Last year, Bryan Caplan wrote an excellent post for EconLog called “Socialists Without a Plan.” He explains how he might be able to understand how a general or other military commander might be an enthusiast for central planning. After all, their job is to make a master plan, see that it is carried out, and adjust on the fly after meeting the enemy. Socialism demands this kind of (literal) military precision, but Caplan notes that the socialists he knows aren’t exactly logistics experts. They’re more “free spirits,” which makes him (and me) wonder exactly who they think will do the detailed planning in a socialist society.
Several years ago, the philosopher James Otteson identified what he called “the Great Mind fallacy” that the person Adam Smith called “the man of system” commits so frequently. The Great Mind Fallacy assumes that all the relevant knowledge can be gathered, stored, and processed somewhere — but as Otteson notes, if no such Great Mind exists, then we have to discard or revise any arguments that assume its existence. Otteson explains how this blows up the argument for socialism in his 2014 book The End of Socialism (which I reviewed here). The disconnect between what the Sanders campaign proposes for the U.S. labor market and what the Sanders campaign is actually able to accomplish in its own labor relations provides a vivid illustration of Otteson’s point.
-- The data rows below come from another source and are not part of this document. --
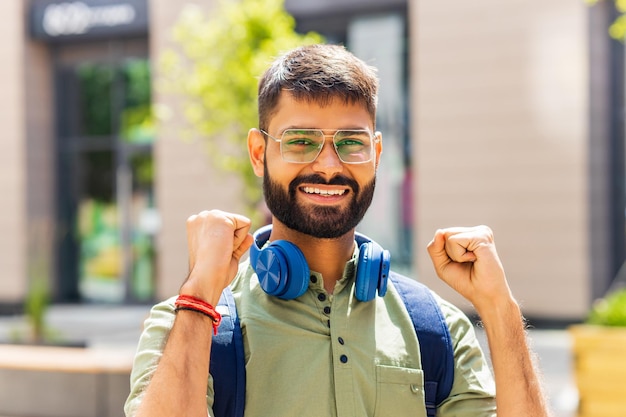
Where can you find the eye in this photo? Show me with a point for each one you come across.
(300, 139)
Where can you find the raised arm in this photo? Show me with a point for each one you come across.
(216, 242)
(466, 259)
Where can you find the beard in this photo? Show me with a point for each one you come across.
(322, 222)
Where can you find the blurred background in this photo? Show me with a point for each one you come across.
(509, 114)
(506, 114)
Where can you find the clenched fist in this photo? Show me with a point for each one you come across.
(466, 259)
(216, 241)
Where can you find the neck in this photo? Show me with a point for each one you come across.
(326, 256)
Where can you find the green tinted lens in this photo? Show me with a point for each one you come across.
(353, 146)
(301, 145)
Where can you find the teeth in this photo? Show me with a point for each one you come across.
(311, 190)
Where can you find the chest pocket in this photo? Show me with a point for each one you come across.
(399, 392)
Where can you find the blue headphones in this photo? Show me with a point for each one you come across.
(283, 271)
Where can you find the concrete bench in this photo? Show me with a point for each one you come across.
(63, 382)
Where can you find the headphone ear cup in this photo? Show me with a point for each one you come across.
(367, 271)
(298, 273)
(282, 270)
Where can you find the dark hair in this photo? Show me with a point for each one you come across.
(318, 73)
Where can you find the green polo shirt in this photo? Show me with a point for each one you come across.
(331, 355)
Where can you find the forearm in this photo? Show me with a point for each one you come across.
(179, 384)
(518, 389)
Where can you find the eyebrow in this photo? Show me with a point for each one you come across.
(300, 128)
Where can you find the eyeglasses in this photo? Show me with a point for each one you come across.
(303, 146)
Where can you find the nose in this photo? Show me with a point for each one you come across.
(328, 161)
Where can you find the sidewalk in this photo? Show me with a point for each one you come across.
(119, 328)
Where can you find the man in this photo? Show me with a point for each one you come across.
(322, 351)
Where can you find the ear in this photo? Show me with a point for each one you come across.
(256, 151)
(378, 147)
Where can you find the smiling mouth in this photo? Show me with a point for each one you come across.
(317, 191)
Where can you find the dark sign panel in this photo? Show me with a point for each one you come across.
(88, 19)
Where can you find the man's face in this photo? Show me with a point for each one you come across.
(325, 198)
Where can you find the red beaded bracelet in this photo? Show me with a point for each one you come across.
(188, 302)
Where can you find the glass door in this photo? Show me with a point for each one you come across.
(106, 206)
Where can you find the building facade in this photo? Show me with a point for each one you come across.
(505, 114)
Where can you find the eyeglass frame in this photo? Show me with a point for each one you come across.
(374, 137)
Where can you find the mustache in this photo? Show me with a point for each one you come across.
(318, 179)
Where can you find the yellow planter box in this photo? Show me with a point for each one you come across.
(600, 370)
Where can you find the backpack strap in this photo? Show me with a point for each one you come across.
(436, 349)
(434, 339)
(228, 365)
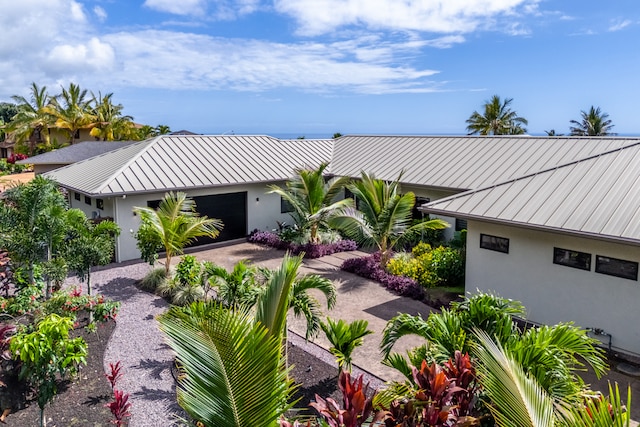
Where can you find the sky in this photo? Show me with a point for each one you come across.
(316, 67)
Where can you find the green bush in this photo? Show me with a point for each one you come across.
(441, 266)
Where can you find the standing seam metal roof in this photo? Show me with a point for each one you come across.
(598, 196)
(171, 162)
(462, 162)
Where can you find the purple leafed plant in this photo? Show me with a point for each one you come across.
(369, 267)
(119, 407)
(311, 250)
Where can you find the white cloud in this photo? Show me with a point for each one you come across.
(100, 13)
(441, 16)
(619, 24)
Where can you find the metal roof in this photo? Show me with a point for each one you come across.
(74, 153)
(461, 162)
(174, 162)
(598, 197)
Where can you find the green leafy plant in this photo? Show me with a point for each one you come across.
(344, 338)
(46, 353)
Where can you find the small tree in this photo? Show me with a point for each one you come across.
(46, 353)
(171, 227)
(344, 338)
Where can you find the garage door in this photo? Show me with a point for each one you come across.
(231, 208)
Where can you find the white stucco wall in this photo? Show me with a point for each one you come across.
(555, 293)
(262, 214)
(434, 195)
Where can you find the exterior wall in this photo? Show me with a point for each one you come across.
(435, 195)
(555, 293)
(263, 212)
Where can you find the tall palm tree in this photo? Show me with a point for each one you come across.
(592, 123)
(72, 111)
(32, 121)
(111, 125)
(550, 354)
(172, 226)
(233, 370)
(285, 290)
(497, 119)
(313, 199)
(384, 216)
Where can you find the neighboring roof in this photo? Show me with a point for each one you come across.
(461, 162)
(74, 153)
(172, 162)
(598, 197)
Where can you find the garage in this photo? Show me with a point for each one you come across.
(230, 208)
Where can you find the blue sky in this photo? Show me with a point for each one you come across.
(315, 67)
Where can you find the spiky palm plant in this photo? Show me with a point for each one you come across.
(383, 218)
(313, 199)
(233, 372)
(172, 226)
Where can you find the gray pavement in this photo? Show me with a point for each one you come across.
(360, 298)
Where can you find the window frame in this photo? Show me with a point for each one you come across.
(494, 245)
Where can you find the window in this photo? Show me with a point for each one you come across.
(569, 258)
(617, 267)
(285, 206)
(494, 243)
(461, 224)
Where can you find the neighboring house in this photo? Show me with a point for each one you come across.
(565, 241)
(226, 175)
(70, 154)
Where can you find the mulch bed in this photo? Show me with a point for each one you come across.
(79, 402)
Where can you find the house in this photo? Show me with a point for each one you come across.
(226, 175)
(70, 154)
(565, 241)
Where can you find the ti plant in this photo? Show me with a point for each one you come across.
(344, 338)
(120, 406)
(357, 406)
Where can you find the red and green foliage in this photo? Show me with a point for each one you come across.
(357, 406)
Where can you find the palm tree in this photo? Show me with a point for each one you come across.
(32, 121)
(550, 354)
(171, 227)
(313, 199)
(344, 338)
(285, 290)
(73, 112)
(233, 370)
(384, 216)
(592, 123)
(498, 119)
(111, 125)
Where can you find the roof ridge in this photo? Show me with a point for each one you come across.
(149, 142)
(533, 174)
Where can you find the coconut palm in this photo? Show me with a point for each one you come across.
(344, 338)
(550, 354)
(313, 199)
(111, 125)
(497, 119)
(171, 227)
(517, 399)
(285, 290)
(72, 111)
(32, 121)
(384, 216)
(592, 123)
(232, 370)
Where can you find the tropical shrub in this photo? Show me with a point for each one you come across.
(369, 267)
(310, 250)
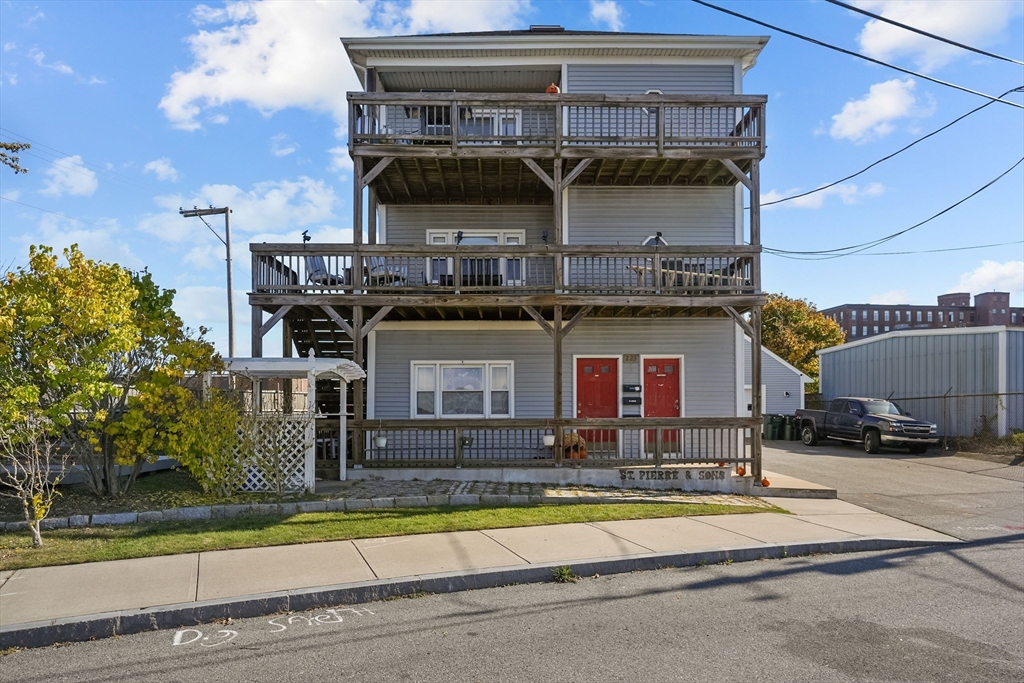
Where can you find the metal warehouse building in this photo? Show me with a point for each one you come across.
(969, 381)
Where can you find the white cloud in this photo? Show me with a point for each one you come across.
(58, 67)
(282, 145)
(606, 11)
(457, 15)
(871, 116)
(268, 206)
(162, 167)
(979, 23)
(992, 275)
(70, 175)
(272, 55)
(848, 194)
(891, 297)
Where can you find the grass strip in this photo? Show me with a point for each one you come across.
(117, 543)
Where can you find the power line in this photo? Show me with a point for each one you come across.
(900, 151)
(936, 251)
(53, 152)
(56, 213)
(923, 33)
(858, 54)
(854, 249)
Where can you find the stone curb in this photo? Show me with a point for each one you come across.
(43, 634)
(334, 505)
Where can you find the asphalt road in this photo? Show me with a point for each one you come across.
(964, 498)
(923, 615)
(944, 613)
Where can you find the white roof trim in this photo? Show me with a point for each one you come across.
(415, 47)
(764, 349)
(294, 368)
(992, 329)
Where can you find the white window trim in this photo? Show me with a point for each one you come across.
(451, 236)
(438, 366)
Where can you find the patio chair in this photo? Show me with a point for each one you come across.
(316, 273)
(381, 272)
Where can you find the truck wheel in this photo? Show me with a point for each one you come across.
(809, 435)
(871, 441)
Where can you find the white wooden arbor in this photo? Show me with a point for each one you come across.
(259, 370)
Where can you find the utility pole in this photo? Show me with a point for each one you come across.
(226, 241)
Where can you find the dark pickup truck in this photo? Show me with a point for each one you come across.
(873, 422)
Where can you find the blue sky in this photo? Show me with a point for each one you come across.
(138, 109)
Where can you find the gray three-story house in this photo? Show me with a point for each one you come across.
(551, 268)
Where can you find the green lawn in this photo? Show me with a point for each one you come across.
(160, 491)
(115, 543)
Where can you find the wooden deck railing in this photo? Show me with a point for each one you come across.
(545, 125)
(587, 442)
(505, 270)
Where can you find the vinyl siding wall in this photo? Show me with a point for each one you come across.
(628, 215)
(638, 79)
(777, 379)
(708, 347)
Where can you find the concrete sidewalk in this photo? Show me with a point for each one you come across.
(76, 602)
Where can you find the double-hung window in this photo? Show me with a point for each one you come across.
(477, 270)
(469, 389)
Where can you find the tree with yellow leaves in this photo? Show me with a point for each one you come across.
(795, 330)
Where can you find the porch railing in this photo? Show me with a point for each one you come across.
(529, 123)
(522, 269)
(585, 442)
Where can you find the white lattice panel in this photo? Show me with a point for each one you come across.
(284, 452)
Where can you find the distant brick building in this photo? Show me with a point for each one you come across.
(953, 310)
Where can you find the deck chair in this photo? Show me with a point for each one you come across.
(380, 272)
(316, 273)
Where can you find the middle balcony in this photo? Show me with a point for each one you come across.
(505, 274)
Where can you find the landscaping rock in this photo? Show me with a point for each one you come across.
(411, 502)
(186, 514)
(115, 519)
(53, 522)
(265, 509)
(74, 520)
(228, 511)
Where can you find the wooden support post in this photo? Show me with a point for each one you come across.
(559, 229)
(356, 204)
(756, 220)
(358, 404)
(557, 409)
(756, 398)
(256, 349)
(288, 400)
(372, 217)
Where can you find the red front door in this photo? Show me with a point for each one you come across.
(660, 397)
(597, 396)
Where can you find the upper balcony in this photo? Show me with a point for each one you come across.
(548, 126)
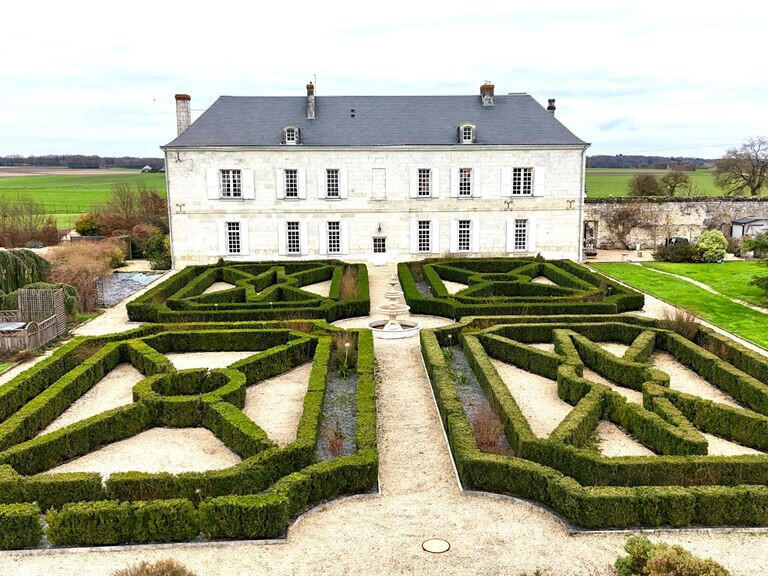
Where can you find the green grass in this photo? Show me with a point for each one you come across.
(67, 196)
(605, 182)
(719, 310)
(729, 278)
Somehow, calling it democratic socialism and relying on democratic deliberation is supposed to save the socialist vision. Even here I think the argument is off base: as much as I’m an enthusiast for deliberation, this seems to assume that there are unique, correct answers to big social questions that can be discovered if we would all just sit down and talk about it.
First, there isn’t one right way — so not only is there no Great Mind, there is no Great Answer. Second, even the deliberative mechanism peopled by faulty humans works passably but poorly. I remember in graduate school chuckling at a not-irregular occurrence: seeing a room full of economists leave a seminar room where they had just talked about the intricate policy details and implications of this model or that new empirical finding and then struggle to decide on a place for lunch.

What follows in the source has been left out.